The Arab Spring produced similar resignations and leadership changes, and demonstrated the power that people on the streets can wield against autocratic or corrupt regimes. Yet many of the countries have ended up in chaos or with a new set of autocrats.

Often, a leader’s name is shorthand for a political system of patronage and power that spreads across institutions from the military to the bureaucracy to business.

Those networks, especially in nations without strong rule of law, are rooted like tree trunks – built to last and hard to remove. Even more so, they are self-preserving. 

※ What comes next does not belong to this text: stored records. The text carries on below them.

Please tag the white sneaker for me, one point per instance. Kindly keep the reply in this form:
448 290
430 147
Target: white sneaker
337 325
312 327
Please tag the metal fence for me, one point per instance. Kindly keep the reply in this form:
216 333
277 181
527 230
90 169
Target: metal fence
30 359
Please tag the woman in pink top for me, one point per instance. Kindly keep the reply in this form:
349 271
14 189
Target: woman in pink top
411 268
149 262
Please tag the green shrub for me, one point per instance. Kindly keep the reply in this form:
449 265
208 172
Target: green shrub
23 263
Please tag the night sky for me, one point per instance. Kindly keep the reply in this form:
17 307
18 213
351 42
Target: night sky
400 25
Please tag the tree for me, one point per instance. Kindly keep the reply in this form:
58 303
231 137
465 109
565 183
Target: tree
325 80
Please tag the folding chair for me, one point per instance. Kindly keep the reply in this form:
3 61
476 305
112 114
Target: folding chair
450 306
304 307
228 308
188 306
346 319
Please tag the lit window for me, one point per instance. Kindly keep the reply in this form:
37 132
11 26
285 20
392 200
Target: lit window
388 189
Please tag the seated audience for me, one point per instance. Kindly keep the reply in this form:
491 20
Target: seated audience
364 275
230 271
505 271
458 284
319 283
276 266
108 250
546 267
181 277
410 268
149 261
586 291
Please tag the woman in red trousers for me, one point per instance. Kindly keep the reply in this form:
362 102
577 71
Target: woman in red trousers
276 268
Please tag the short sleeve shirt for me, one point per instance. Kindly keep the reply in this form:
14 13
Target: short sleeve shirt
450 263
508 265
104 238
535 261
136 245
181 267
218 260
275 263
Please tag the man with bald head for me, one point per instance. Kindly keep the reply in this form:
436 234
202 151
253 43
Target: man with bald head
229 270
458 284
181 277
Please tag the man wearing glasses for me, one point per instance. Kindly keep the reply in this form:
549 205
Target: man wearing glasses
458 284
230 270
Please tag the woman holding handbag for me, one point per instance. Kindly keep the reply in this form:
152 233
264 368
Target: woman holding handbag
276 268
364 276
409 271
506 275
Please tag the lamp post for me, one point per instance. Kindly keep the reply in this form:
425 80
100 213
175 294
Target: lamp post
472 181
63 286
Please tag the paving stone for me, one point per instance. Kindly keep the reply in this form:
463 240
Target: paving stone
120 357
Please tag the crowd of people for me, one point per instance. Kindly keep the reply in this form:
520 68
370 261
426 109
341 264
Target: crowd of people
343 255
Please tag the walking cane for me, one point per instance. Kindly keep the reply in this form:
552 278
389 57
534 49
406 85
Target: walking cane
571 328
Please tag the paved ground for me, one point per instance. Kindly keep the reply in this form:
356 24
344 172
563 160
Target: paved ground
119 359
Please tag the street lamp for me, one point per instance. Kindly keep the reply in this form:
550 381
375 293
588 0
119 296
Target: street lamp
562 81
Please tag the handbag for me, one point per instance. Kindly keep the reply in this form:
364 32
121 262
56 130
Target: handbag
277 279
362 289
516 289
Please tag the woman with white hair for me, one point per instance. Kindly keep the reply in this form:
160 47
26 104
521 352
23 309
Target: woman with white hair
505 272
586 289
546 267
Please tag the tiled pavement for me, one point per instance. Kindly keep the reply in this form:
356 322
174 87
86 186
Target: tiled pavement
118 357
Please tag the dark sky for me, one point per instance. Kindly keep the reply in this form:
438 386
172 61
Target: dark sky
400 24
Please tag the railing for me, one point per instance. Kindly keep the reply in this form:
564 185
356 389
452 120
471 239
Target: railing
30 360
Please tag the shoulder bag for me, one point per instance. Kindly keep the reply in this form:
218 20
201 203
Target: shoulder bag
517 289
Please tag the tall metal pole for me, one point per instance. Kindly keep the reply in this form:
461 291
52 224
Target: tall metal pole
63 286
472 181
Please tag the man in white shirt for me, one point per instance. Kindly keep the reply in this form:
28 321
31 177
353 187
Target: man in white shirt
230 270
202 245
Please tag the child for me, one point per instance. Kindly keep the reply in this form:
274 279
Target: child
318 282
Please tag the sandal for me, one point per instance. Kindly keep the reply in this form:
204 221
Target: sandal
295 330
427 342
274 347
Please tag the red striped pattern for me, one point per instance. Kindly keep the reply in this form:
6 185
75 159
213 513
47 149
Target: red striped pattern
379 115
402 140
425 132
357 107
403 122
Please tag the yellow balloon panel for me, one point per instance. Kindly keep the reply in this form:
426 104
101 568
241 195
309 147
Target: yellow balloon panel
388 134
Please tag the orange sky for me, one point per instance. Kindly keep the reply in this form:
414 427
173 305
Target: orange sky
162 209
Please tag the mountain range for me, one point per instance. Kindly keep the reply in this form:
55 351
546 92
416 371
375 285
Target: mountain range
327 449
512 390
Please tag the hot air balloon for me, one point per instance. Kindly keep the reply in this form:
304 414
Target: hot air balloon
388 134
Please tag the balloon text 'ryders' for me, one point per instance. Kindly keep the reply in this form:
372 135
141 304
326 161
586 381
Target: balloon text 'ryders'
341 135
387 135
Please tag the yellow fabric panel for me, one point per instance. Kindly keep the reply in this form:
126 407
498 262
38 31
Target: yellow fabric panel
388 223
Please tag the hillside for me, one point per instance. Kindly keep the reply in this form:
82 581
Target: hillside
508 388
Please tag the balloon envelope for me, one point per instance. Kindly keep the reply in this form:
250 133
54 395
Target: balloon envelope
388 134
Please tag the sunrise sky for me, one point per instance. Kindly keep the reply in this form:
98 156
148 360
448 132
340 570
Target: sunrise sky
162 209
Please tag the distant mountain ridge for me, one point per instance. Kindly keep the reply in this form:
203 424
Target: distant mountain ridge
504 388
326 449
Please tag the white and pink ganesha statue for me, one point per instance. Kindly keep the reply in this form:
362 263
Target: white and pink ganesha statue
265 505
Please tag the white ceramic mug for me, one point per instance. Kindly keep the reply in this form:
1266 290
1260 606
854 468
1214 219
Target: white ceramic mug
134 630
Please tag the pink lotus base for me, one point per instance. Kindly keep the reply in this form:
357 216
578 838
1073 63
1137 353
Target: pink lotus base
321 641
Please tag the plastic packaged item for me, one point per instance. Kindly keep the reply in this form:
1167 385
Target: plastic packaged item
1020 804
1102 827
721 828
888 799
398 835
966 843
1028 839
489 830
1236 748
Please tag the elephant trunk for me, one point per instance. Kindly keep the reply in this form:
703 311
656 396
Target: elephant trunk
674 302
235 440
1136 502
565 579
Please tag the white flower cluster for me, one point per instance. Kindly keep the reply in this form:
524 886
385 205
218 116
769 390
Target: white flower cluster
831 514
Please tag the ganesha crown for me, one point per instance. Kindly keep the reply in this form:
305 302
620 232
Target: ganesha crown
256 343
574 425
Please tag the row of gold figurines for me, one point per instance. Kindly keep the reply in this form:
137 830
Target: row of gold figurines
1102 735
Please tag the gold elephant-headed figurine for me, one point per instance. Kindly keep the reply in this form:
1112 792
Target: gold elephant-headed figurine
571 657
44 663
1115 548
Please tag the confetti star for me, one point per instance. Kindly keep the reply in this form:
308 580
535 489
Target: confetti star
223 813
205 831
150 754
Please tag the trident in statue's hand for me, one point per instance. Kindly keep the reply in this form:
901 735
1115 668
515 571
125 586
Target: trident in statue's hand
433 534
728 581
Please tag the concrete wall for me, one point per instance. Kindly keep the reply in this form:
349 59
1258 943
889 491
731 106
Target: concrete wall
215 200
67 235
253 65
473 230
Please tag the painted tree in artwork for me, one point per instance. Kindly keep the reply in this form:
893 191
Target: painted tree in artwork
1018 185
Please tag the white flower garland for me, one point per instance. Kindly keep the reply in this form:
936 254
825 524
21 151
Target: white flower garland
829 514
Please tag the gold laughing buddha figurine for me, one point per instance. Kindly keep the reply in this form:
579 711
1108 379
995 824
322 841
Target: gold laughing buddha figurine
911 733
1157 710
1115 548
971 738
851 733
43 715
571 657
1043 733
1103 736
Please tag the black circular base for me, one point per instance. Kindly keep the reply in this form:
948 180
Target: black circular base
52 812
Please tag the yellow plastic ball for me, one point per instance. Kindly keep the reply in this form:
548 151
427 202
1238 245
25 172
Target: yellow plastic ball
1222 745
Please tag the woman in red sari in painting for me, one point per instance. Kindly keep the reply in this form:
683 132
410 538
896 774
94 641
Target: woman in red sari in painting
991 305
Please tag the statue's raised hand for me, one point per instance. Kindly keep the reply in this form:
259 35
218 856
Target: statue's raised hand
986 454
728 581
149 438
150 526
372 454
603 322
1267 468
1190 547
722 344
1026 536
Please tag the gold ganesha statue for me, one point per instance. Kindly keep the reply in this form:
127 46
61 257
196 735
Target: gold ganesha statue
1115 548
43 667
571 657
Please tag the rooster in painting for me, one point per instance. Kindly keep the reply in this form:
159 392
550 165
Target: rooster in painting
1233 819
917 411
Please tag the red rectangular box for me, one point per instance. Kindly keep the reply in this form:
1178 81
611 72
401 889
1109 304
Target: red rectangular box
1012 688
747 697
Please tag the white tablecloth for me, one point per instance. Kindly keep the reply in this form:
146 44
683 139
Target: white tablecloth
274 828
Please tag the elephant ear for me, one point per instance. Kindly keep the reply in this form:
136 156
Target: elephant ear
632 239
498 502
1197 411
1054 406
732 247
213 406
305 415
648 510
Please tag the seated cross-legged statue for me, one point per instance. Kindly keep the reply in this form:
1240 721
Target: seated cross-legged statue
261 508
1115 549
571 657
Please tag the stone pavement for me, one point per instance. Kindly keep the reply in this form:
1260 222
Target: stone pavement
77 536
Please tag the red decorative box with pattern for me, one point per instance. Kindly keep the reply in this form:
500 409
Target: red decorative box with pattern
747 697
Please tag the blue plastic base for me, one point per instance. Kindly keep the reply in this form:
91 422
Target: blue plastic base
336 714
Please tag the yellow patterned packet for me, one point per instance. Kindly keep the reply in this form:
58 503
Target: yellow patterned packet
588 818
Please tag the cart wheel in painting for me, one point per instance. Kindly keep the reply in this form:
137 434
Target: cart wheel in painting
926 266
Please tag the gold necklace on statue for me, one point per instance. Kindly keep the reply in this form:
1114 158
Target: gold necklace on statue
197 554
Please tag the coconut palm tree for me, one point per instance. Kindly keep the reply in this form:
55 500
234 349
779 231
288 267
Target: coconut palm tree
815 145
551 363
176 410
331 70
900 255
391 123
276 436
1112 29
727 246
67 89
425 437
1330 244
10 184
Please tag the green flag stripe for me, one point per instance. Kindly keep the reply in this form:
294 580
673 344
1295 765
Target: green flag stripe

That’s why Sudanese protesters say they were not fooled by Bashir’s ouster by a military man who sat in his inner circle. The military council in charge has pledged to have a transitional military rule for no more than two years, and less if there is no tumult.  

“The people do not want a transitional military council. Change will not happen with Bashir’s entire regime hoodwinking Sudanese civilians through a military coup. We want a civilian council to head the transition,” tweeted Alaa Salah, a protest leader with a highly polished social media presence.

Even though Bashir is gone, the protests remain.

Although Algeria has promised to hold free elections in 90 days, protesters are wary that they will produce real change and remove all vestiges of the ruling clique that has dominated the body politic for decades.

The election set for July 4th will tell that tale definitively for Algeria. Sudan’s story will take longer to play out.

There is no doubt that the militaries in both countries reacted to the citizens to preserve order and themselves, a remarkable fact since both countries have a history of violent repression where the gun ruled supreme over people.

The best way to look at both is not in absolutes, but rather in increments.

Should the populations of Algeria and Sudan end up better off than they were before, it’s a win for democracy writ large – no matter what form the new body politic takes.

* Bryson Hull is the senior manager for business intelligence at Synoptos, a Washington, D.C.-based media monitoring and intelligence company. 

** He spent 17 years in journalism, reporting on politics, business and wars in nearly 20 countries across Asia, Africa, the Middle East and North America. He has also taught journalism and public speaking at Loyola University-Chicago.